Pekar começou por ser um fenómeno da contracultura dos EUA, mas acabou por ser adoptado pelo sistema. No entanto, rapidamente se percebeu que o que o sistema queria era gozar com ele. No início dos anos 80, passou a ser convidado regular do Late Night with David Letterman e o apresentador do talk-show aproveitava para sacar umas gargalhadas à custa daquela figura excêntrica, meio careca e desmazelada.

Pekar entrou no jogo durante uns tempos, mas foi-se tornando cada vez mais ácido e crítico. Numa ocasião, atacou frontalmente a General Electrics, a companhia-mãe da NBC (estação televisiva que transmite o talk-show), e foi banido do programa durante vários anos.

Voltou a ter alguma dose de estrelato (algo que o fazia sentir-se desconfortável) em 2003 com o filme American Splendor, narrado pelo próprio autor, uma admirável mistura de ficção e realidade, de documentário e história de amor, de imagem real e animação. O actor Paul Giamatti encarnou-o na perfeição. O filme ganhou prémios em vários festivais, incluindo o Grande Prémio do Júri em Sundance e o Prémio da Crítica em Cannes - teve ainda uma nomeação para melhor argumento adaptado nos Óscares.

Mas Pekar nunca se descaracterizou.

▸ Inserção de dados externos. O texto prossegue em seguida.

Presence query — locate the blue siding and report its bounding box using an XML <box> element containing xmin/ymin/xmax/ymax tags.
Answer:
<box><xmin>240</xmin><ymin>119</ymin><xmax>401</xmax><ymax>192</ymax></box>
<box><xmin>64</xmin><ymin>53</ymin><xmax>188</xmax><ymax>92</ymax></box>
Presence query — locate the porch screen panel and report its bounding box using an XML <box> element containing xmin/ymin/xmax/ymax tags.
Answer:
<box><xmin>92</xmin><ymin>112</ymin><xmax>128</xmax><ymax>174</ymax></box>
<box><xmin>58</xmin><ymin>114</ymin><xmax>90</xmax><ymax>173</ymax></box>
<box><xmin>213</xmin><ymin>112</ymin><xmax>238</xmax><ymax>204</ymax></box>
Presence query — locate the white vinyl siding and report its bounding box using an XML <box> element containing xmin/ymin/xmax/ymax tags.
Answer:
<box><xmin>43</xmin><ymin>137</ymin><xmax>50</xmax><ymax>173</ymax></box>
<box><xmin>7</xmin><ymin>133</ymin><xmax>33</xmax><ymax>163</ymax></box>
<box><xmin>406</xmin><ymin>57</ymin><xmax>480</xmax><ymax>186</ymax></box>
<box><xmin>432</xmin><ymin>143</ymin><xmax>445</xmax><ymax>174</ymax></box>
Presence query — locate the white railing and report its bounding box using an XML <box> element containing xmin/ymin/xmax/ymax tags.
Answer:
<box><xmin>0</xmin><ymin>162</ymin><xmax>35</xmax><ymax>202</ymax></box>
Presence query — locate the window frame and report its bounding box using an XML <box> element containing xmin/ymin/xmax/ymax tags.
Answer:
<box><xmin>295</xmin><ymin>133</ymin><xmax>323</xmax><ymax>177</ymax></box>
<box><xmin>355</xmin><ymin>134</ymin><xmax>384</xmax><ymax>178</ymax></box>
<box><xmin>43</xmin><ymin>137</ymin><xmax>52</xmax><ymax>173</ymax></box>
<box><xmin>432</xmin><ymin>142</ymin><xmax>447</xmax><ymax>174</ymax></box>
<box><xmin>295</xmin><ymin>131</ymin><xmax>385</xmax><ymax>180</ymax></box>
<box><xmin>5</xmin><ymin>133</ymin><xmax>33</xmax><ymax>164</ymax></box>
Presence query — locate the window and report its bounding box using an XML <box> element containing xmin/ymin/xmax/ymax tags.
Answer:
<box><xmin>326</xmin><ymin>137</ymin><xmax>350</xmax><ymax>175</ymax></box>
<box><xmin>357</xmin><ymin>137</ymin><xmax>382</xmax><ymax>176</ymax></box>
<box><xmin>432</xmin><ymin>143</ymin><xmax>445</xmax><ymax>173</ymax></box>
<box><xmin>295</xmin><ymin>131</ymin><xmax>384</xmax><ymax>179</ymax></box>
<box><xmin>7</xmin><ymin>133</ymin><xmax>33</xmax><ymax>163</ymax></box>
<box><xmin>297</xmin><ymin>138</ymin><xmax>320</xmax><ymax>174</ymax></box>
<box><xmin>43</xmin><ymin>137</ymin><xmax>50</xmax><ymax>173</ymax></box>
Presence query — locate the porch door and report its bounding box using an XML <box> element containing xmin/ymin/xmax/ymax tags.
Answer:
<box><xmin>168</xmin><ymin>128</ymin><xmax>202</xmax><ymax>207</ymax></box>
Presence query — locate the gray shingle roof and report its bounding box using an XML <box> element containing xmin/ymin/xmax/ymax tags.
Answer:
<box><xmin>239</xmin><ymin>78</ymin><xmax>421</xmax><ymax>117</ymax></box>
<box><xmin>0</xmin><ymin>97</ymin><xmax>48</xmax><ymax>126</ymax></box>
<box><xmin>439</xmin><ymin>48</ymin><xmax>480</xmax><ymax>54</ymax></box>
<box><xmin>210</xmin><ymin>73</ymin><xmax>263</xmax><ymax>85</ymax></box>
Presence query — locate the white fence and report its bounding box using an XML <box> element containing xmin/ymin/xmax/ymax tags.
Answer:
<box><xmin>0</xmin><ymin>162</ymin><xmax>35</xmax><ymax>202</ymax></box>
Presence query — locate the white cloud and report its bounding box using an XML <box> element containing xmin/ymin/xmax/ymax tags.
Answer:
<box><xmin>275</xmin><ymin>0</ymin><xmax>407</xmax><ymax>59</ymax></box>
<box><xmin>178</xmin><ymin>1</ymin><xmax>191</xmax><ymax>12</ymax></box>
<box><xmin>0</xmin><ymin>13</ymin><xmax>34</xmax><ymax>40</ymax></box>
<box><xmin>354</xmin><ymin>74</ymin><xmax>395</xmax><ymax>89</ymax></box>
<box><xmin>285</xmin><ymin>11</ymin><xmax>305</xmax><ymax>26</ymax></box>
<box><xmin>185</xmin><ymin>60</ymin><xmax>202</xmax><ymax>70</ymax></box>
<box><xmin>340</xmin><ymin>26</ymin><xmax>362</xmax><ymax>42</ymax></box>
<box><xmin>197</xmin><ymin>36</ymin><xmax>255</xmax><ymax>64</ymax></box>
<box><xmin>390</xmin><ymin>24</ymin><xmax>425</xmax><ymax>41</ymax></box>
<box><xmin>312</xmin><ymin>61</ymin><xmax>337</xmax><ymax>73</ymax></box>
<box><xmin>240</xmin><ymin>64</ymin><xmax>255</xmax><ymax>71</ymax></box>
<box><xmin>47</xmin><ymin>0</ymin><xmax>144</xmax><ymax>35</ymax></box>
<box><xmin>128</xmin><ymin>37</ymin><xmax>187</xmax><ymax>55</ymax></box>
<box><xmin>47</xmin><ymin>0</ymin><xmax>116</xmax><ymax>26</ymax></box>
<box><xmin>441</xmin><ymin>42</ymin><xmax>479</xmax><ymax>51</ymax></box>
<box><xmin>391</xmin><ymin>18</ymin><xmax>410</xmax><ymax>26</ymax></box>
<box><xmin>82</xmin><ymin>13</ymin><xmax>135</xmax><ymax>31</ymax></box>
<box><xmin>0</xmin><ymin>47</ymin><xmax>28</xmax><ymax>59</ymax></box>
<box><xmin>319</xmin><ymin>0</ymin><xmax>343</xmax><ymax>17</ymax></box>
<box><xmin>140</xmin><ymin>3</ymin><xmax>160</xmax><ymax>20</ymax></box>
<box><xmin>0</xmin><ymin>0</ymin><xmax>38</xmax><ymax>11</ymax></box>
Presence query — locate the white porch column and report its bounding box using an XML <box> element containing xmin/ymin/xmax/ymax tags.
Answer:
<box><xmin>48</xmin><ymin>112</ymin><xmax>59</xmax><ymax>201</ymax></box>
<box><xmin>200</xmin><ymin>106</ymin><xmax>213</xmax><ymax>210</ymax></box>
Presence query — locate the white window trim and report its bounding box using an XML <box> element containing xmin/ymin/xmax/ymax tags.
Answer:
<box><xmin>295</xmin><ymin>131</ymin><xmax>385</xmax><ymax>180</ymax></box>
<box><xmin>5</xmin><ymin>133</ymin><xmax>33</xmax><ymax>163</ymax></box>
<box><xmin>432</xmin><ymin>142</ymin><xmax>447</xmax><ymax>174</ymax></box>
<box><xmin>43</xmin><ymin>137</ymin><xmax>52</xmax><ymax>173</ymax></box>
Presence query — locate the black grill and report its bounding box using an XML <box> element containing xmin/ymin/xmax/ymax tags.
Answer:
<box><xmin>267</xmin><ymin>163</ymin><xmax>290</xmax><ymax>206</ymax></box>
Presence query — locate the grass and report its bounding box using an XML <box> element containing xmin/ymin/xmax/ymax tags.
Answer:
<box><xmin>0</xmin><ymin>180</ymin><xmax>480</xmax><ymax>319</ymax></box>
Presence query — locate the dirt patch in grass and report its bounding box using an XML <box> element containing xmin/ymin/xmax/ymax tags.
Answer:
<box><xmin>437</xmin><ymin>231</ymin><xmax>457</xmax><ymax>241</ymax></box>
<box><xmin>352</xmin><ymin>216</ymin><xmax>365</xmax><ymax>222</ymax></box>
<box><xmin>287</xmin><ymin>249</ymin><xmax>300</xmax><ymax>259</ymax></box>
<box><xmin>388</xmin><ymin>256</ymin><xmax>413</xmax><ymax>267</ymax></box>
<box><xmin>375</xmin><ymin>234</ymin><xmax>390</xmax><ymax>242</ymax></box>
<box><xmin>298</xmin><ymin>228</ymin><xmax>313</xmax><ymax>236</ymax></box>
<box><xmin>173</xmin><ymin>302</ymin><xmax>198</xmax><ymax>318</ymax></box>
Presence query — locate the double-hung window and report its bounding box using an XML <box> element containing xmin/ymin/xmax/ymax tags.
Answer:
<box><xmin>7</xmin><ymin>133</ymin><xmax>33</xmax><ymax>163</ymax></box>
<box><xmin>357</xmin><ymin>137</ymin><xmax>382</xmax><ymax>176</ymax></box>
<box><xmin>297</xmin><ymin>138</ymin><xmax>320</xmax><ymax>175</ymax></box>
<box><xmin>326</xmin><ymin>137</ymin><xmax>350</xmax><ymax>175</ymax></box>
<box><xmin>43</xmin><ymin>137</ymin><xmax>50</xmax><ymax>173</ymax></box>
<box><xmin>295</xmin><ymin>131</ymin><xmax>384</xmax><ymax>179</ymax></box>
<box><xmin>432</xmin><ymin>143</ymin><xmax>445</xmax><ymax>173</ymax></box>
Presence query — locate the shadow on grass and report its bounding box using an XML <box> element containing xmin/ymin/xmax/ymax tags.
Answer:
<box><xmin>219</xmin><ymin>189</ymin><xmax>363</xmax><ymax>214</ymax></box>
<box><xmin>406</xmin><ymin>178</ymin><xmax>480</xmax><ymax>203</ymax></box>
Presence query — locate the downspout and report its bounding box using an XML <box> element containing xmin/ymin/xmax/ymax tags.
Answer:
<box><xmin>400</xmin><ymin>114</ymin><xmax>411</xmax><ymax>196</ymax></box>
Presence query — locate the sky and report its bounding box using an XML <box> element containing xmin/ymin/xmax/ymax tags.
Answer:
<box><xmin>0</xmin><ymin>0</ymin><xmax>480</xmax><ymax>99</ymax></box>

Continuou a viver a mesma vida, a viver com a mulher e a filha adoptiva Danielle, manteve os seus amigos (que eram, claro, personagens das suas histórias), trabalhou no mesmo emprego até 2001, porque a banda desenhada não lhe chegava para ter independência financeira e continuou a escrever American Splendor, para além de outros livros, que lhe valeram vários prémios.

A sua própria personalidade não o deixava apreciar o sucesso, como dizia o seu alter-ego dos quadradinhos - que, naturalmente, era ele próprio. "Claro que não penso que estou bem na vida. Sou demasiado inseguro, obsessivo e paranóico."